Endocavity intervention (such as a biopsy or IVF procedure)

· Need for sterile cover

· Need for sterile gel

· Need for high-level disinfection (or sterilization if possible) after each patient

Clean and Disinfect Surfaces

Healthcare practitioners, especially those in interventional settings, should adhere to facility infection control protocols and use appropriate disinfectants for devices. 

High-risk environments, like surgical or interventional settings, may require elevated disinfection levels, such as the use of high-level disinfection for endocavity ultrasound transducers post-patient use. 

Collaboration with the infection control department is essential for determining proper reprocessing based on procedure nature and supplies used. 

Inadequately reprocessed devices pose a significant infection risk to other patients. Prioritizing infection prevention, as highlighted by the CDC, can substantially reduce healthcare-associated infections. 

It is important to note how medical practices should use a 6-log kill rate to ensure the highest level of disinfection possible. The logarithmic scale provides a way to measure log reductions, or the decrease of pathogens, by working with factors of 10. 

According to the EPA, log reduction as a percentage reduction can be measured this way:

·  1-log reduction = 90% reduction

·  2-log reduction = 99% reduction

·  3-log reduction = 99.9% reduction

·  4-log reduction = 99.99% reduction

·  5-log reduction = 99.999% reduction

·  6-log reduction = 99.9999% reduction

This concept can be better visualized when applied to a colony of one million C. diff bacteria. The kill rates are as follows:

·  A 1-log kill reduces the colony to 100,000 C. diff bacteria

·  A 2-log kill reduces to 10,000 C. diff bacteria

·  A 3-log kill reduces to 1,000 C. diff bacteria

·  A 4-log kill reduces to 100 C. diff bacteria

·  A 5-log kill reduces to 10 C. diff bacteria

·  A 6-log kill reduces to 1 C. diff bacteria

Medical equipment, including imaging devices such as ultrasound transducers, c-arm scanners, and others, should be properly cleaned and disinfected. Depending on the imaging device, some may require cleaning and disinfecting after each patient use, such as endocavity ultrasound transducers. 

In addition, certain devices should be stored to preserve their cleanliness and prevent cross-contamination, such as ultrasound probes which can be safely stored in storage covers. 

Ensuring patient safety is fundamental in healthcare. Implementing stringent infection control measures can drastically reduce HAIs by 70%. Continuously enhancing these same infection control practices is paramount in safeguarding patients.

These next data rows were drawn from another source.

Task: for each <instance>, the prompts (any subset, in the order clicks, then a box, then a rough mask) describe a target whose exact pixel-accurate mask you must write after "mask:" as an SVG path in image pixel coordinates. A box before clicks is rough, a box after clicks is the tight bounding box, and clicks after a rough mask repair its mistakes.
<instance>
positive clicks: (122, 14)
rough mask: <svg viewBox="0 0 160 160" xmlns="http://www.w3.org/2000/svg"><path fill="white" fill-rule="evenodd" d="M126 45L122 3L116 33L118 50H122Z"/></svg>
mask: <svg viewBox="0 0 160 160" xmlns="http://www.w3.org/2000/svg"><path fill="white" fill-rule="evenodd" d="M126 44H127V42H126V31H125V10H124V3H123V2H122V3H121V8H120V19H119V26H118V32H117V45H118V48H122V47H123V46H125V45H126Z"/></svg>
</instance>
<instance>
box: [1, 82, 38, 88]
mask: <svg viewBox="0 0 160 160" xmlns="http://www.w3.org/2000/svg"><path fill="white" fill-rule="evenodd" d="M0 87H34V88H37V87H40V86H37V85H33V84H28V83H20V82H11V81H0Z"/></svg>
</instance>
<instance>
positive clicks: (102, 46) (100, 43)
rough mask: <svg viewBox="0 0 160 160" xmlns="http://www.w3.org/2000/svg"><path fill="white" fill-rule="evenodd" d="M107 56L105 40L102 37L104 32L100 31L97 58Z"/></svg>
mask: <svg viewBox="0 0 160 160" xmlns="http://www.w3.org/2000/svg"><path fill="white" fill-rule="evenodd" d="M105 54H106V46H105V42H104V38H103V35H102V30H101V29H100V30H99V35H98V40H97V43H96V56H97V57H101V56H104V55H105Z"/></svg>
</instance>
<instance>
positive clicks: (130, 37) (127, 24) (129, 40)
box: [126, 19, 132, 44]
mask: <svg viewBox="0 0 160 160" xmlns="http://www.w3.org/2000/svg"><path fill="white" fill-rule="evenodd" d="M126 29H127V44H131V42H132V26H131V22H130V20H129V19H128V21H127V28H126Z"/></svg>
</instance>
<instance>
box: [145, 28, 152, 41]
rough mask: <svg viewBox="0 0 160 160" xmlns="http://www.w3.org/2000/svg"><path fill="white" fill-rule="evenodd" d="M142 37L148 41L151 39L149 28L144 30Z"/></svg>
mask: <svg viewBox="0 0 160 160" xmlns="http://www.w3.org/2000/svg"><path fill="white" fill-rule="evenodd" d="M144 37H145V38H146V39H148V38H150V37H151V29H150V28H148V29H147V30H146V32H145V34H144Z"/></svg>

It goes beyond protocols; it involves ensuring every healthcare provider understands their crucial role in this aspect of care.

Partner with infection control specialists

Collaborate with infection control experts to assess and enhance protocols, whether through internal departments or external consultants. Stay informed by joining organizations like APIC and attending seminars to stay updated on infection control methods and trends.

Establish a culture of infection control

Foster a culture of infection control where every staff member recognizes their role in preventing infections, shifting from viewing it as solely the responsibility of specialists to a collective effort within the healthcare facility. Educate visitors on infection control practices to minimize risks of contamination.

Adhere to recognized practice standards

Adhere to accepted standards of practice, regularly monitoring equipment like autoclaves and ensuring compliance with state, federal, and facility-specific guidelines outlined by the CDC.

Ensure staff competency and oversight

Provide ongoing training and education on infection control for staff, documenting their participation and periodically reviewing protocols to reinforce their importance in reducing healthcare-associated infections.